A total of 223 students participated in the study. Students were assigned to 1 of 2 study cohorts: (1) control – a traditional, noncollaborative, exam format; (2) collaborative exam only (CEO) – a collaborative format, not requiring answer change justification; and (3) collaborative exam with justification (CEJ) – a collaborative exam format, but requiring justification for answer changes.

Results:

Contrary to expectation (hypothesis 1), there was no significant difference between control and CEO final exam scores (p = .566). However, CEJ final exam scores were statistically greater (hypothesis 2) than the control (p = .010) and CEO (p = .011) scores. There was greater collaboration benefit when answering comprehension than recall questions during topic-specific exams (p = .000), but this did not differentially influence study cohort final exam scores (p = .571, hypothesis 3).

Conclusion:

We conclude that test collaboration with the requirement that students explain the reason for making answer changes is a more effective learning tool than simple collaboration that does not require answer change justification.
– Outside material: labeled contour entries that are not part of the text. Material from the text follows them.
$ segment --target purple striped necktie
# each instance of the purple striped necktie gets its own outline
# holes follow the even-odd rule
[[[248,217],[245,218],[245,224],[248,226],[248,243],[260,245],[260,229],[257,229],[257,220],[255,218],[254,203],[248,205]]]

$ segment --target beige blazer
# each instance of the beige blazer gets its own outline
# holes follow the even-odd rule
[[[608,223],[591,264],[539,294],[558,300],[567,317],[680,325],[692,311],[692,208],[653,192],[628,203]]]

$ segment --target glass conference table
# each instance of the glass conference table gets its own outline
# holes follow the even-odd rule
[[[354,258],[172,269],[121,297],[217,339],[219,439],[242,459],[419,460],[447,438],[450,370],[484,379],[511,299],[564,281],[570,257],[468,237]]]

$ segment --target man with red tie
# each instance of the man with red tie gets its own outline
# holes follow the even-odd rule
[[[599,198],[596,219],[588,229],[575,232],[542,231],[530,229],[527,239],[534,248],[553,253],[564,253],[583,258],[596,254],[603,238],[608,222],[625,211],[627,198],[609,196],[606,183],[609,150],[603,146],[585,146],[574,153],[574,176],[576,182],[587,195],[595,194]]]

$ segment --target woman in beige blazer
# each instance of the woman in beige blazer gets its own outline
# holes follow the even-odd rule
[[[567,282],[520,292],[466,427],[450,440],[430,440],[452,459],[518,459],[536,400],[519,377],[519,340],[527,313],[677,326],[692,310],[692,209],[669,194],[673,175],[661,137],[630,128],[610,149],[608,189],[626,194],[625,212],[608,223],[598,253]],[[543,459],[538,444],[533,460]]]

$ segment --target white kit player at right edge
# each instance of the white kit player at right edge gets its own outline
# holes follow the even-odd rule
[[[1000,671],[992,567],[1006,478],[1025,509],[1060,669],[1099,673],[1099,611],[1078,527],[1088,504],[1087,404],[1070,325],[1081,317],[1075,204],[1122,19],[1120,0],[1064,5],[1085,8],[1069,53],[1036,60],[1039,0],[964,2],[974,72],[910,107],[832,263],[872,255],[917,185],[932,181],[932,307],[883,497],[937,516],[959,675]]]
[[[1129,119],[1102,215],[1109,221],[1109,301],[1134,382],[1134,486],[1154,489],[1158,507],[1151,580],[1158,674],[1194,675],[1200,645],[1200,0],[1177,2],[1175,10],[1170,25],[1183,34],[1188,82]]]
Collaborative learning can refer to any instructional method in which students work together in small cohorts toward a common goal.1  Learning strategies in collaborative learning are active and student-centered, with a variety of collaborative learning strategies being shown to promote knowledge and skill acquisition at all grade levels and in multiple professions.24 

Quizzes and examinations are the most common methods of assessing academic achievement and assigning course grades. They facilitate learning assessment in a large number of students over a short period of time. The instructor is provided feedback regarding what students have learned, and students discover the scope and depth of their knowledge. Collaborative testing, in which students work together to discuss examination questions and arrive at consensus to test answers, is an extension of collaborative learning that has been reported to decrease test anxiety, and increase critical thinking, communication, and team building skills.5,6  It also has been studied in a wide range of disciplines, including mathematics,7  nursing,8  and language training.9  While examining the effects of collaborative testing on academic performance, 2 chiropractic education studies reported that students involved in collaborative testing achieved higher topical exam scores and course grades compared to noncollaborative testing. However, noncollaborative final exam scores at the end of term were not significantly improved.10,11  Woody et al.12  reported that, although students reported satisfaction with the collaborative model and course performance was improved as a result of participating in cohort testing, material retention was not significantly improved. In addition, students have expressed concerns that unprepared peers may obtain higher scores with collaborative exams by simply copying answers.13 

In consideration of these studies, we were interested in evaluating the summative and formative use of collaborative exams in a chiropractic education program. We hypothesized that: (1) Collaborative topic-specific tests during the course will enhance student performance on a noncollaborative, cumulative final exam administered at the end-of-term, compared to a control cohort of students given traditional (noncollaborative) topic-specific exams during the course. (2) Requiring students to provide reasons for changing answers during collaborative topical exams will further enhance performance on the cumulative final exam administered at the end-of-term. (3) There will be a differential final exam question-type effect across the collaboration study cohorts (Collaborative Exam Only [CEO] and Collaborative Exam with Justification [CEJ]), with substantially greater score increases, compared to the control cohort, for comprehension versus recall questions.

Student Participants

The Palmer College of Chiropractic institutional review board granted this educational method study an exemption from formal review, and permission was obtained from all students to use deidentified performance assessments for this study and subsequent publications. A sample size calculation was performed for an anticipated 5%-point change in cumulative final exam scores (our primary outcome). We considered this to be a meaningful change in exam performance, representing a 0.4 effect size (Cohen's d). Consequently, the required cohort sample size (n, at 2-tailed α = .05 and β = .80) was estimated to be n = 60 students/cohort.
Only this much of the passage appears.